Die hohe Kunst des Verzichts

HUMAN MATTERS Kolumne von Jürgen Notz

Während ich darüber nachdenke, wo ich erstmals mit Lowtech in Berührung kam, fällt mir sofort ein Projekt aus meiner Studienzeit ein: Zusammen mit Architekturstudenten reisten wir nach Mexiko, um ein Kinderheim zu bauen, das wir hier geplant hatten. Für die Dämmung nutzten wir ein Stroh-Lehm-Gemisch – Rohmaterial, das vor Ort quasi kostenlos verfügbar war. Diese Bautechnik hat sich dort seit Jahrtausenden bewährt, nicht zuletzt wegen ihrer Erdbebensicherheit. „Kontextuelle Architektur“, habe ich mir gemerkt. Heutzutage erntet man in Europa viele Likes auf Social Media, wenn man von Lehmbauten erzählt. Aber warum eigentlich? Während alle hektisch nach der neuesten Technologie gieren, um noch smartere Gebäude und energiehungrige Datenzentren zu füttern, entdecken immer mehr Menschen die wahre Kunst: den Verzicht. Ja, richtig gelesen – Verzicht. Nicht als Notlösung, sondern als bewusste Entscheidung für das, was wirklich zählt. Mari Condo verdient sogar ihr Geld damit, indem sie Verzicht als neues Leistungsziel definiert. Kann der Immobilienbereich vielleicht etwas davon lernen?!

Früher dachte man, Fortschritt bedeute, immer mehr Technik in ein Gebäude zu quetschen. Klimaanlagen, die deinen Atem analysieren und die Luftfeuchtigkeit anpassen. Rollos, die sich nach deiner Laune richten – oder nach dem WLAN-Signal. Wer braucht das alles wirklich? Die wahre Frage ist: Warum sollte ich das wollen? Warum sollen wir, die Gesellschaft, das wollen? Eine kurze Internetrecherche gibt mir die Antwort: „Sich für den Einsatz von Lowtech auszusprechen, sei kein Kampf gegen Technik, sondern gegen die Vereinheitlichung der Lebensentwürfe“, sagte der Soziologe Jaques Ellul. Den Satz muss ich erst zwei Mal lesen. Er fühlt sich aber richtig an.

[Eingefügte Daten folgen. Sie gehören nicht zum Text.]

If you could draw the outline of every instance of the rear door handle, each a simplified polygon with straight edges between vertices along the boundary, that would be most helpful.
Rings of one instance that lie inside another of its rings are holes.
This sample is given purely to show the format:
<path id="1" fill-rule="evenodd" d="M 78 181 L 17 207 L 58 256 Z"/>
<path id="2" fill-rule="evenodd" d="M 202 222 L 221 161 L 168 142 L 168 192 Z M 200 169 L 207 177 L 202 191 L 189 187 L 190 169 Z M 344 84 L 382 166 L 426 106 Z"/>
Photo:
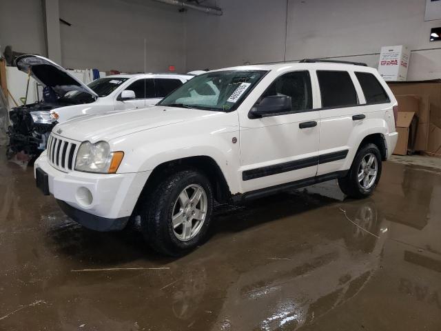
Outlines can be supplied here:
<path id="1" fill-rule="evenodd" d="M 316 121 L 309 121 L 309 122 L 302 122 L 298 124 L 298 127 L 300 129 L 305 129 L 307 128 L 314 128 L 317 126 Z"/>
<path id="2" fill-rule="evenodd" d="M 360 119 L 365 119 L 366 115 L 365 114 L 358 114 L 358 115 L 353 115 L 352 117 L 352 121 L 358 121 Z"/>

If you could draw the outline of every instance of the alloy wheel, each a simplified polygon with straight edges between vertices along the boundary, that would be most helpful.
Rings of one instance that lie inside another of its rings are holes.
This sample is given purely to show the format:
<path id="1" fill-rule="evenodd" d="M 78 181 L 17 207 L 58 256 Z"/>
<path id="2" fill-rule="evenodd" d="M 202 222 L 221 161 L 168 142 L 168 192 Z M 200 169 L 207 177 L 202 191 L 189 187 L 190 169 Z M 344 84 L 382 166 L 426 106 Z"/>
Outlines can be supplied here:
<path id="1" fill-rule="evenodd" d="M 194 238 L 201 231 L 207 215 L 208 199 L 204 189 L 192 184 L 179 194 L 173 207 L 173 232 L 181 241 Z"/>
<path id="2" fill-rule="evenodd" d="M 358 183 L 365 190 L 372 187 L 378 173 L 378 162 L 373 153 L 365 155 L 358 167 Z"/>

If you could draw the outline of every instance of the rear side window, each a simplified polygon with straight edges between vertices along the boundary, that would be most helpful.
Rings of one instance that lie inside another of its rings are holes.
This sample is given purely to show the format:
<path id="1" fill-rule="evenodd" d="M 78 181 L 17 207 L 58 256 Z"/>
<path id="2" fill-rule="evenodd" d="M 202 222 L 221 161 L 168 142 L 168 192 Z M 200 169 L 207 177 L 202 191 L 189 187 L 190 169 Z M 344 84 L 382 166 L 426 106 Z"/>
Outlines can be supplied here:
<path id="1" fill-rule="evenodd" d="M 130 90 L 135 92 L 136 99 L 154 98 L 154 85 L 153 79 L 138 79 L 131 83 L 125 90 Z M 145 94 L 144 94 L 145 91 Z"/>
<path id="2" fill-rule="evenodd" d="M 182 81 L 179 79 L 155 78 L 154 85 L 156 91 L 156 98 L 163 98 L 181 86 Z"/>
<path id="3" fill-rule="evenodd" d="M 286 95 L 291 97 L 293 111 L 307 110 L 312 108 L 311 79 L 307 71 L 288 72 L 277 78 L 260 97 Z"/>
<path id="4" fill-rule="evenodd" d="M 357 92 L 347 71 L 317 71 L 322 107 L 348 107 L 358 104 Z"/>
<path id="5" fill-rule="evenodd" d="M 367 103 L 387 103 L 390 99 L 378 79 L 369 72 L 356 72 Z"/>

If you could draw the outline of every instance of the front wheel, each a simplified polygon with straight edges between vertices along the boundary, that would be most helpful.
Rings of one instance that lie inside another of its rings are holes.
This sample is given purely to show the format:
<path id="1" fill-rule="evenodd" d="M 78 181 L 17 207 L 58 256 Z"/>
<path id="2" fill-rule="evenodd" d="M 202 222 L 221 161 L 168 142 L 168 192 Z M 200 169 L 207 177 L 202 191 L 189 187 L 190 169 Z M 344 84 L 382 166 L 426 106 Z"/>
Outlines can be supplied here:
<path id="1" fill-rule="evenodd" d="M 211 183 L 203 174 L 179 171 L 165 179 L 142 208 L 143 233 L 152 247 L 183 255 L 205 239 L 213 210 Z"/>
<path id="2" fill-rule="evenodd" d="M 381 175 L 381 154 L 373 143 L 362 147 L 345 177 L 338 179 L 338 185 L 346 195 L 360 199 L 369 197 Z"/>

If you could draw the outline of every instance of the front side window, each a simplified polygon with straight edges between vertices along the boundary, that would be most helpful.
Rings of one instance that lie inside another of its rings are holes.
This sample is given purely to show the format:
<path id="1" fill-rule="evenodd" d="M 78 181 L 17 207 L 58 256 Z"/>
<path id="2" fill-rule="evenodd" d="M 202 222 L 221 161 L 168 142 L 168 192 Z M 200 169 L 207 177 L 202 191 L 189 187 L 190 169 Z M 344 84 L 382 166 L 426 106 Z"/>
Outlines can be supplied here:
<path id="1" fill-rule="evenodd" d="M 182 85 L 179 79 L 170 78 L 155 78 L 154 88 L 156 98 L 163 98 Z"/>
<path id="2" fill-rule="evenodd" d="M 318 70 L 322 107 L 350 107 L 358 104 L 357 92 L 347 71 Z"/>
<path id="3" fill-rule="evenodd" d="M 154 83 L 152 79 L 138 79 L 132 83 L 125 90 L 135 92 L 136 99 L 154 98 Z"/>
<path id="4" fill-rule="evenodd" d="M 192 78 L 158 105 L 228 112 L 237 108 L 266 71 L 228 70 Z"/>
<path id="5" fill-rule="evenodd" d="M 367 103 L 387 103 L 390 99 L 378 79 L 369 72 L 356 72 Z"/>
<path id="6" fill-rule="evenodd" d="M 262 94 L 258 101 L 266 97 L 274 95 L 291 97 L 293 111 L 312 109 L 309 72 L 296 71 L 278 77 Z"/>

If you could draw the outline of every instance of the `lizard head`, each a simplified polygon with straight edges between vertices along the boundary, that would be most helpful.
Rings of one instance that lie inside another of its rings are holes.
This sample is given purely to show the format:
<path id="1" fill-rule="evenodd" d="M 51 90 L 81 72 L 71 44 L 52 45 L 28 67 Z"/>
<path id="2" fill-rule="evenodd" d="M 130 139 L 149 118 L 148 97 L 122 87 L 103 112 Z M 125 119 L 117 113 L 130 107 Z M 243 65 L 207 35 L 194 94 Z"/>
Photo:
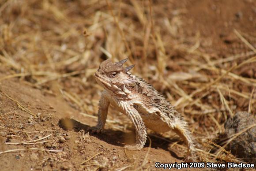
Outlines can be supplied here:
<path id="1" fill-rule="evenodd" d="M 135 65 L 124 67 L 123 65 L 127 60 L 128 58 L 114 63 L 108 59 L 102 62 L 94 74 L 97 82 L 106 90 L 118 96 L 131 93 L 125 85 L 136 82 L 127 73 Z"/>

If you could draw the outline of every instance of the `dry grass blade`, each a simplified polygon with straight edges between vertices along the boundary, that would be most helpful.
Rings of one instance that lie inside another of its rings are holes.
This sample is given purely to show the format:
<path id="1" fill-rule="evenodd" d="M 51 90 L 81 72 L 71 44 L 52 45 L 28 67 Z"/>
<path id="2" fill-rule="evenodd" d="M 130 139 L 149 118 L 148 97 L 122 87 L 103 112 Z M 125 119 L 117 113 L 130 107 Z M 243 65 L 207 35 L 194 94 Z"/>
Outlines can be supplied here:
<path id="1" fill-rule="evenodd" d="M 236 29 L 234 30 L 234 32 L 241 40 L 245 43 L 255 53 L 256 53 L 256 49 L 250 43 L 248 42 Z"/>
<path id="2" fill-rule="evenodd" d="M 19 101 L 18 101 L 17 100 L 15 100 L 13 99 L 12 98 L 11 98 L 10 96 L 8 96 L 5 93 L 4 93 L 4 92 L 2 92 L 2 93 L 8 98 L 9 98 L 9 99 L 10 99 L 10 100 L 12 100 L 12 101 L 13 101 L 14 102 L 15 102 L 16 104 L 17 105 L 19 108 L 20 108 L 22 110 L 28 113 L 29 114 L 32 115 L 33 116 L 35 116 L 35 117 L 36 116 L 36 115 L 33 114 L 32 113 L 32 112 L 29 109 L 28 109 L 26 107 L 24 106 L 23 105 L 21 104 L 20 104 L 20 103 L 19 103 Z"/>
<path id="3" fill-rule="evenodd" d="M 121 36 L 122 37 L 122 40 L 124 42 L 124 45 L 125 45 L 125 47 L 126 48 L 127 51 L 128 51 L 128 52 L 129 53 L 129 56 L 130 56 L 129 59 L 130 59 L 130 60 L 131 60 L 131 61 L 132 63 L 134 63 L 134 59 L 133 59 L 133 57 L 132 57 L 132 51 L 131 51 L 131 49 L 130 49 L 130 48 L 129 47 L 129 45 L 128 45 L 128 43 L 127 42 L 127 41 L 126 40 L 126 38 L 125 38 L 125 37 L 124 36 L 124 32 L 123 31 L 122 29 L 121 29 L 121 28 L 120 28 L 120 26 L 119 26 L 119 24 L 118 23 L 118 22 L 117 20 L 117 19 L 116 18 L 116 17 L 115 17 L 115 15 L 114 15 L 114 14 L 113 13 L 113 11 L 112 10 L 112 8 L 111 7 L 111 6 L 110 6 L 110 4 L 109 3 L 109 1 L 108 1 L 108 0 L 106 0 L 106 2 L 107 3 L 107 4 L 108 5 L 108 7 L 109 7 L 109 11 L 110 11 L 110 13 L 111 14 L 111 15 L 112 15 L 112 17 L 113 17 L 113 19 L 114 19 L 114 22 L 115 22 L 115 24 L 116 24 L 116 26 L 117 28 L 117 29 L 118 30 L 118 32 L 119 32 L 119 33 L 121 35 Z"/>
<path id="4" fill-rule="evenodd" d="M 136 171 L 139 171 L 140 169 L 142 169 L 143 167 L 144 166 L 145 166 L 145 165 L 146 165 L 146 164 L 147 164 L 147 156 L 148 156 L 148 154 L 149 154 L 149 152 L 150 151 L 150 149 L 151 149 L 151 138 L 150 138 L 150 137 L 149 137 L 149 136 L 147 136 L 147 138 L 148 138 L 148 139 L 149 140 L 149 146 L 148 147 L 148 149 L 147 150 L 147 153 L 146 153 L 146 155 L 145 155 L 145 157 L 144 158 L 144 160 L 143 160 L 143 162 L 142 162 L 142 164 L 141 164 L 141 165 L 140 165 L 140 166 L 139 166 L 139 167 L 138 167 L 136 170 Z"/>
<path id="5" fill-rule="evenodd" d="M 80 165 L 82 165 L 83 164 L 84 164 L 85 163 L 86 163 L 86 162 L 90 160 L 92 160 L 92 159 L 93 159 L 95 157 L 96 157 L 96 156 L 97 156 L 98 155 L 101 154 L 101 153 L 102 153 L 102 152 L 101 152 L 96 154 L 95 154 L 95 155 L 94 155 L 94 156 L 92 156 L 91 157 L 90 157 L 90 158 L 89 158 L 89 159 L 88 159 L 87 160 L 85 160 L 84 161 L 83 161 L 83 162 L 82 162 L 81 163 L 81 164 L 80 164 Z"/>
<path id="6" fill-rule="evenodd" d="M 4 151 L 4 152 L 0 152 L 0 154 L 7 153 L 8 152 L 17 152 L 25 151 L 25 150 L 40 150 L 40 151 L 45 151 L 50 152 L 60 152 L 62 151 L 62 150 L 49 150 L 49 149 L 37 149 L 37 148 L 30 148 L 29 149 L 14 149 L 6 150 L 6 151 Z"/>
<path id="7" fill-rule="evenodd" d="M 251 113 L 252 112 L 252 100 L 253 100 L 253 94 L 254 93 L 254 91 L 255 90 L 255 88 L 256 87 L 253 87 L 253 89 L 252 91 L 252 93 L 251 93 L 251 97 L 250 98 L 250 100 L 249 101 L 249 105 L 248 107 L 248 112 Z"/>
<path id="8" fill-rule="evenodd" d="M 39 138 L 38 140 L 31 140 L 31 141 L 26 141 L 26 142 L 17 142 L 17 143 L 8 143 L 8 142 L 5 142 L 4 143 L 5 144 L 11 144 L 11 145 L 24 145 L 24 144 L 26 144 L 29 142 L 36 142 L 36 141 L 41 141 L 43 139 L 45 139 L 45 138 L 48 138 L 48 137 L 50 137 L 50 136 L 51 136 L 52 135 L 53 135 L 53 134 L 49 134 L 47 136 L 46 136 L 44 137 L 43 137 L 41 138 Z"/>
<path id="9" fill-rule="evenodd" d="M 223 105 L 225 107 L 225 108 L 226 108 L 228 111 L 229 111 L 230 117 L 231 118 L 233 118 L 233 112 L 232 112 L 231 109 L 230 109 L 230 107 L 229 106 L 229 105 L 227 102 L 226 100 L 224 97 L 223 94 L 222 94 L 222 93 L 221 93 L 218 88 L 217 88 L 217 89 L 218 90 L 218 92 L 219 94 L 221 102 L 222 103 Z"/>

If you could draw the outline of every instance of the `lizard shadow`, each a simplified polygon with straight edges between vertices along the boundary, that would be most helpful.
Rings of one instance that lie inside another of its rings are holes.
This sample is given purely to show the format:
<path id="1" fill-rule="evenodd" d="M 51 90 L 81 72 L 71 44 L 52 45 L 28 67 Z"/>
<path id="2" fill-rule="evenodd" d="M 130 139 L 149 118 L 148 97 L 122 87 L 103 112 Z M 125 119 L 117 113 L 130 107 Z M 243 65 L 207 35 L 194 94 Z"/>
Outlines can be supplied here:
<path id="1" fill-rule="evenodd" d="M 91 136 L 96 137 L 108 144 L 120 147 L 123 147 L 126 145 L 135 142 L 135 131 L 134 128 L 132 127 L 127 128 L 127 130 L 129 131 L 128 132 L 105 129 L 103 132 L 99 134 L 95 134 L 91 133 L 90 130 L 91 126 L 72 119 L 61 119 L 59 121 L 58 125 L 60 127 L 65 130 L 71 130 L 75 132 L 79 132 L 81 130 L 87 131 L 90 132 L 90 135 Z M 151 148 L 156 149 L 162 149 L 169 152 L 173 157 L 179 160 L 184 159 L 184 157 L 178 156 L 173 150 L 170 149 L 170 145 L 177 142 L 178 140 L 178 138 L 166 138 L 156 133 L 150 134 L 149 135 L 152 141 Z M 147 138 L 145 147 L 148 147 L 149 145 L 149 140 Z"/>

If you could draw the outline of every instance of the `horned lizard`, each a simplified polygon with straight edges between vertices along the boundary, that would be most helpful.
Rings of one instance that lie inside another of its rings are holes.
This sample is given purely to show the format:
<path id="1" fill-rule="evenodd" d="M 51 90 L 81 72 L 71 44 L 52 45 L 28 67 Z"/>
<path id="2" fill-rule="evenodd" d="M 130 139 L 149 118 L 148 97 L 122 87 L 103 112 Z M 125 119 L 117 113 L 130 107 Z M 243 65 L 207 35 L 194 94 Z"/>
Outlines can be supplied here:
<path id="1" fill-rule="evenodd" d="M 98 133 L 104 129 L 111 104 L 127 115 L 135 126 L 136 143 L 125 148 L 142 149 L 147 139 L 146 128 L 157 132 L 172 130 L 185 141 L 187 156 L 191 156 L 194 146 L 187 123 L 152 86 L 129 72 L 135 65 L 123 67 L 127 60 L 115 63 L 110 59 L 105 60 L 95 74 L 97 82 L 105 90 L 99 102 L 98 123 L 92 132 Z"/>

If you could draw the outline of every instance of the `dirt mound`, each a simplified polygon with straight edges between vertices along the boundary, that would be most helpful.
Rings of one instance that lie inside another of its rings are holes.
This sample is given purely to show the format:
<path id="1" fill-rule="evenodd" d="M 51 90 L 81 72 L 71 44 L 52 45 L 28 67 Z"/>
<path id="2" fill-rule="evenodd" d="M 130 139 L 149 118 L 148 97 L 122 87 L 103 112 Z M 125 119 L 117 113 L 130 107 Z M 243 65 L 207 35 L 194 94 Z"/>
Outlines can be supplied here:
<path id="1" fill-rule="evenodd" d="M 256 112 L 256 7 L 251 0 L 0 1 L 1 170 L 154 170 L 156 162 L 183 161 L 185 145 L 171 132 L 148 130 L 151 148 L 148 139 L 140 151 L 124 151 L 134 128 L 112 108 L 105 132 L 90 134 L 102 90 L 93 74 L 103 60 L 128 56 L 132 73 L 188 121 L 199 161 L 242 161 L 218 140 L 237 112 Z"/>

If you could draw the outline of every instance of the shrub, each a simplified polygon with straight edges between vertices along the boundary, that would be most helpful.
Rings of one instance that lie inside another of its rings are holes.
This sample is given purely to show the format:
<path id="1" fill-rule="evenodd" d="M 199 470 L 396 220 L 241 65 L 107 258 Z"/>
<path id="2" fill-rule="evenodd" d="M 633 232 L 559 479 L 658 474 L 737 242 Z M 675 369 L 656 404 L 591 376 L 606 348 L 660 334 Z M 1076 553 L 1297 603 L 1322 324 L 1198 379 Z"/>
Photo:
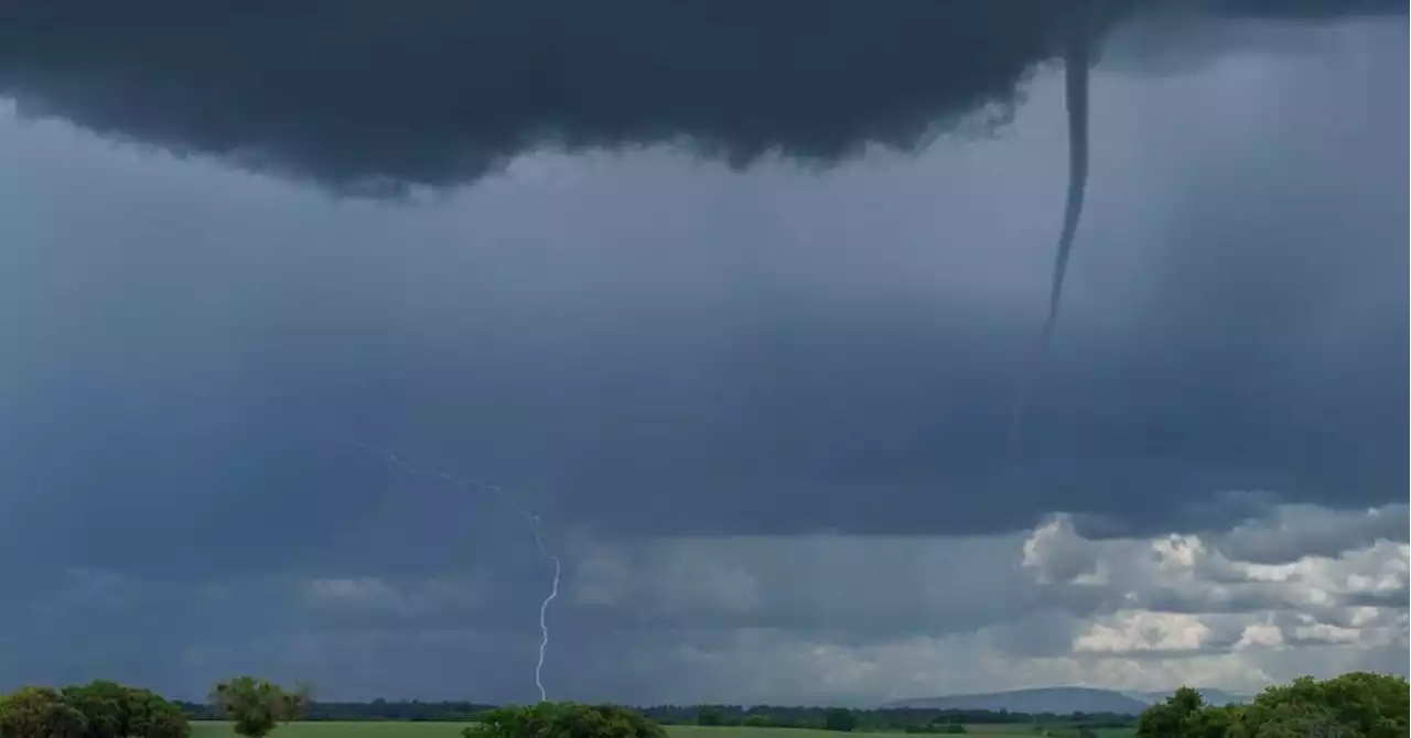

Lowtech zeigt uns, dass Gebäude ohne komplexe Hightech-Systeme genauso gut funktionieren können. Keine überdimensionierten Klimaanlagen, sondern natürliche Belüftung. Keine digitalen Steuerungen für jede Kleinigkeit, sondern kluge Architektur, die das Beste aus natürlichen Ressourcen herausholt. Der Verzicht auf überflüssige Technik ist dabei kein Rückschritt, sondern eine bewusste Entscheidung für Nachhaltigkeit und Einfachheit. Weniger Technik bedeutet auch weniger Abhängigkeit – und weniger Stress, wenn mal wieder ein System ausfällt.

Tatsache ist: Unsere Bauweise ist längst nicht so effizient, wie sie sein könnte. Die auf dem Papier errechneten Einsparungen werden in der Praxis oft nicht erreicht, weil zu komplexe Systeme die Energieverschwendung sogar erhöhen. Warum also nicht mit weniger mehr erreichen? Studien zeigen, dass einfache, natürlich belüftete Gebäude oft viel energieeffizienter sind als ihre technisch hochgerüsteten Pendants. Am Ende ist der Verzicht kein Verlust. Es ist die Chance, Dinge neu zu betrachten und sich wieder auf das zu konzentrieren, was wirklich wichtig ist. Also, warum nicht einmal auf den vermeintlichen Fortschritt verzichten? Der wahre Fortschritt liegt vielleicht genau darin.

Jürgen Notz ist Geschäftsführer von e+k upcycle (Sustainability Think Tank, Nachhaltigkeits- und Strategie­beratung der ehret+klein AG).